Indian Country Diaries: Spiral of Fire

Two weeks ago, I shared a little history about UIUC's American Indian Studies program, and I talked about LeAnne Howe, a member of our faculty. I noted her books (Shell Shaker and Evidence of Red) and mentioned her upcoming film, "Spiral of Fire." Today I want to call attention to the film.

Viewing films like this one can help you become better informed about American Indians. Being more informed will help you evaluate children's books, media, and lesson plans about American Indians.

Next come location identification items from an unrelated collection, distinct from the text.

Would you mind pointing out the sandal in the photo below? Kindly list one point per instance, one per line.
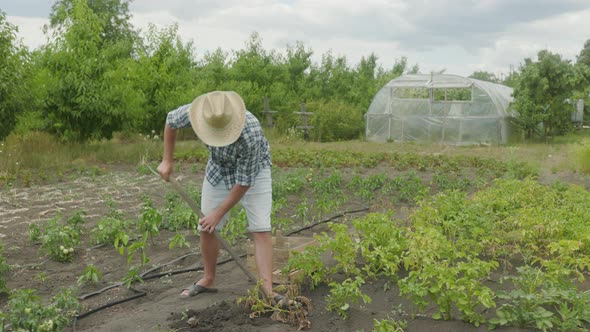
(195, 289)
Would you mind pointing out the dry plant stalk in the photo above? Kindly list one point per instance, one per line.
(295, 314)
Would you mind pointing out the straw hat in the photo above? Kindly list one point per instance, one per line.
(218, 117)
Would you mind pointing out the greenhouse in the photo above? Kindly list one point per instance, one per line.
(440, 108)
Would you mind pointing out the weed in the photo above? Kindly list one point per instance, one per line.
(295, 314)
(26, 311)
(90, 275)
(4, 269)
(58, 240)
(389, 325)
(342, 295)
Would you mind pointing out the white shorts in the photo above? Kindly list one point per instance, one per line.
(257, 201)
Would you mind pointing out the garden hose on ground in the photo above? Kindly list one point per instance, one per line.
(145, 275)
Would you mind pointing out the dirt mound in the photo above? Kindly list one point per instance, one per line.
(223, 316)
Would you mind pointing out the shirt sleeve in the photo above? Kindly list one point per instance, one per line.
(179, 117)
(249, 163)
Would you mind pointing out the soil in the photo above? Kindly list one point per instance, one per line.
(161, 309)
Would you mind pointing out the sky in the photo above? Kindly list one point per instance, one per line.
(458, 36)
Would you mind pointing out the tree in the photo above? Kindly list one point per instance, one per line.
(484, 76)
(166, 76)
(541, 93)
(114, 15)
(90, 85)
(12, 71)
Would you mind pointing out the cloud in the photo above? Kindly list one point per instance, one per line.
(459, 35)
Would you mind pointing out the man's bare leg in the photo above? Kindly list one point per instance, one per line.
(263, 242)
(210, 251)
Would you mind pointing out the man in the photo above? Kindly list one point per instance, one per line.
(238, 170)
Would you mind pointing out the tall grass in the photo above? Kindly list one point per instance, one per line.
(581, 154)
(38, 151)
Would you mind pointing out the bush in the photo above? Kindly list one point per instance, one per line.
(334, 121)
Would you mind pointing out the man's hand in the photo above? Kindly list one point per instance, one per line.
(209, 222)
(165, 169)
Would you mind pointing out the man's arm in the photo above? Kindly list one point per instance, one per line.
(166, 167)
(178, 118)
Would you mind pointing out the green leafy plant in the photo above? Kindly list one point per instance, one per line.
(4, 269)
(132, 277)
(90, 275)
(542, 301)
(389, 325)
(150, 221)
(310, 262)
(107, 228)
(342, 295)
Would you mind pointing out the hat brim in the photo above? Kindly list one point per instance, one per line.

To learn more about Indian Country Diaries, go to their website. There you will find a synopsis of the series, a screening toolkit, viewer's guide with questions for discussion, high resolution images and screen captures (lower resolution) of "Spiral of Fire." Here's the first paragraph of the synopsis:


“Spiral of Fire” takes author LeAnne Howe (Choctaw) to the North Carolina homeland of the Eastern Band of Cherokee Indians to discover how the mix of tourism, community, and cultural preservation is the key to their tribe’s health in the 21st century. Along the way Howe seeks to reconcile her own complex identity as the illegitimate daughter of a Choctaw woman, fathered by a Cherokee man she never knew, and raised by an adopted Cherokee family in Oklahoma. Howe’s search leads the viewer on a journey of discovery to one of the most beautiful places in America where Cherokees, living on lands they’ve inhabited for 10,000 years, manage their own schools, hospitals, cable company, tourist attractions and multi-million dollar casino. Yet, despite these successes, diabetes threatens 40% of the population, racism undermines self-confidence, and greed threatens to divide the community. “Spiral of Fire” reveals the forces at work to restore health, prosperity and sovereignty to the Eastern Band of Cherokee Indians.


In addition to LeAnne's "Spiral of Fire," Indian Country Diaries includes a second documentary, "A Seat at the Drum" featuring journalist Mark Anthony Rolo (of the Bad River Ojibwe nation). "A Seat at the Drum" starts out at Sherman Indian School in Riverside, California. Riverside was one of the last boarding schools created by the Bureau of Indian Affairs (see previous posts to the blog on children's books about boarding schools). Rolo spends time in Los Angeles, which, due to government relocation programs, has the largest urban Indian population in the U.S. (over 200,000 as reported on US Census).

The films will be broadcast nationally on PBS in November.

"Spiral of Fire" will premiere at the Smithsonian's National Museum of the American Indian on Friday, September 29 at 7:00, and on Saturday, September 30, at 1:30. LeAnne will at the premiere on Friday evening for a follow-up discussion.